Andrew Channels Dexter Pinion

Wherein I write some stuff that you may like to read. Or not, its up to you really.

September 05, 2005

Checking my file copies

I spent a fair part of the weekend rearranging the digital photo files on my hard drive. I moved from a single folder to a nice nested structure which organises the pictures by date. Before I delete the files from the original folder I wanted to ensure that I'd copied every one. So I wrote some code. Which I now present with a small request, how could I have done this better?

By which I mean, more elegantly, efficiently or more readably, with the only constraint being that I'm not going to change the language it's written in. Answers in the comments please.

def check(directoryA, directoryB):
     "Check that every file in directoryA is present somewhere under directoryB"
     filelist = Set()
     for dirpath, dirname, filenames in os.walk(directoryB):
         for file in filenames:
            filelist.add(file)
    missing = []
    for file in os.listdir(directoryA):
        # find file under directoryB
         if not file.startswith('.') and file not in filelist:
             # print "%s is missing" % file
             missing.append(file)
    return missing

Posted by Andy Todd at September 05, 2005 07:17 PM

Comments

Sort of more elegant and sort of not: this is a bit untested but it should work.

def check(dirA,dirB):
  nested_files = [files for dp,dn,files in os.walk(dirB)
  files_in_B = [x for subseq in nested_files for x in subseq] # flatten list
  missing = [file for file in os.listdir(dirA) if file not in files_in_B]
  return missing

Posted by: Stuart Langridge on September 5, 2005 08:40 PM

(ah, oops, put the ] on the end of the "nested_files =" line)

Posted by: Stuart Langridge on September 5, 2005 08:42 PM

Might it be worth checking that the files have the correct content? It'll take a *lot* longer, naturally, but might it be worth comparing MD5 hashes?

Posted by: Simon Brunning on September 5, 2005 09:09 PM

OK Stuart, can you explain what on earth

[x for subseq in nested_files for x in subseq]

does? Because it makes me screw up my eyes and squint at it.

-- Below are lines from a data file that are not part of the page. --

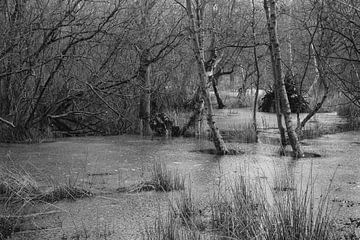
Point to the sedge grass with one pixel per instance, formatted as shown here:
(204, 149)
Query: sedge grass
(244, 211)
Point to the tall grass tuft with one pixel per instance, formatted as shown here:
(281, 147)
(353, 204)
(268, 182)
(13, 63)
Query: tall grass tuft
(16, 185)
(170, 228)
(235, 211)
(246, 211)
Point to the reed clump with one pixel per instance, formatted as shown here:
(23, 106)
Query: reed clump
(244, 211)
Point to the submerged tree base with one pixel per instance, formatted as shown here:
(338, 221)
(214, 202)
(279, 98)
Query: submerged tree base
(214, 152)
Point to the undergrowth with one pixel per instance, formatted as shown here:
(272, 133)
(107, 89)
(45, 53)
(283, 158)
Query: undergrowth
(244, 211)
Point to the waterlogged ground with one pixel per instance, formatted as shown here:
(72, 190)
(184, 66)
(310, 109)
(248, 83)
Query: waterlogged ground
(103, 164)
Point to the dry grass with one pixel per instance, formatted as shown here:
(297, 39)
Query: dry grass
(243, 211)
(19, 191)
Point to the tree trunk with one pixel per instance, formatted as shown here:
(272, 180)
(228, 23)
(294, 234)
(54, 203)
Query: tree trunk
(257, 83)
(219, 143)
(276, 87)
(219, 101)
(276, 61)
(232, 81)
(145, 94)
(4, 64)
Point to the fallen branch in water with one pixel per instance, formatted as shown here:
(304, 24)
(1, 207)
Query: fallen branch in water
(7, 122)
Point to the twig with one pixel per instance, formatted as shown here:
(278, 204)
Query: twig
(7, 122)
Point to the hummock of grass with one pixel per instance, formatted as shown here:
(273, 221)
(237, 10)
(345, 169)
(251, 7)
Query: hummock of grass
(243, 212)
(17, 185)
(162, 180)
(63, 192)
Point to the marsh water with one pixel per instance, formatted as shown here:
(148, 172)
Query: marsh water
(104, 164)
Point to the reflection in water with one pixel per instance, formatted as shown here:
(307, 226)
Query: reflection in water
(106, 163)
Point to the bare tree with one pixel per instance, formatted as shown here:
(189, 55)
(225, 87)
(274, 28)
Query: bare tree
(279, 78)
(196, 38)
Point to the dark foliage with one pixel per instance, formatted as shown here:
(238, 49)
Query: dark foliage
(162, 125)
(296, 100)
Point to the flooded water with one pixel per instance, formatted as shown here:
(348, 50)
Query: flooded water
(106, 163)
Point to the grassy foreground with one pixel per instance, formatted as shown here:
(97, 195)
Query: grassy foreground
(245, 211)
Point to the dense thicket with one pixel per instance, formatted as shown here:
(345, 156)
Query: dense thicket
(80, 67)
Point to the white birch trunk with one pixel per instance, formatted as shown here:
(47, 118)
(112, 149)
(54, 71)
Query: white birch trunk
(276, 61)
(219, 143)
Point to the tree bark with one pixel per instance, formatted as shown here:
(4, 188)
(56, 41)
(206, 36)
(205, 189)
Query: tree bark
(219, 101)
(145, 93)
(285, 106)
(276, 88)
(219, 143)
(257, 83)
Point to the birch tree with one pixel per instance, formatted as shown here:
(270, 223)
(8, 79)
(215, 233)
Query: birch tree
(270, 6)
(196, 38)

Posted by: Andy Todd on September 5, 2005 11:00 PM

Oh hang on, reading the manual [1] helps.

It's the equivalent of;

for subseq in nested_files:
    for x in subseq:
         .. do stuff ..

[1] http://www.python.org/peps/pep-0202.html

Posted by: Andy Todd on September 5, 2005 11:06 PM

Andy: yeah, it's a nested list comprehension. I only found out about them about three days ago when I googled for "python flatten list" :)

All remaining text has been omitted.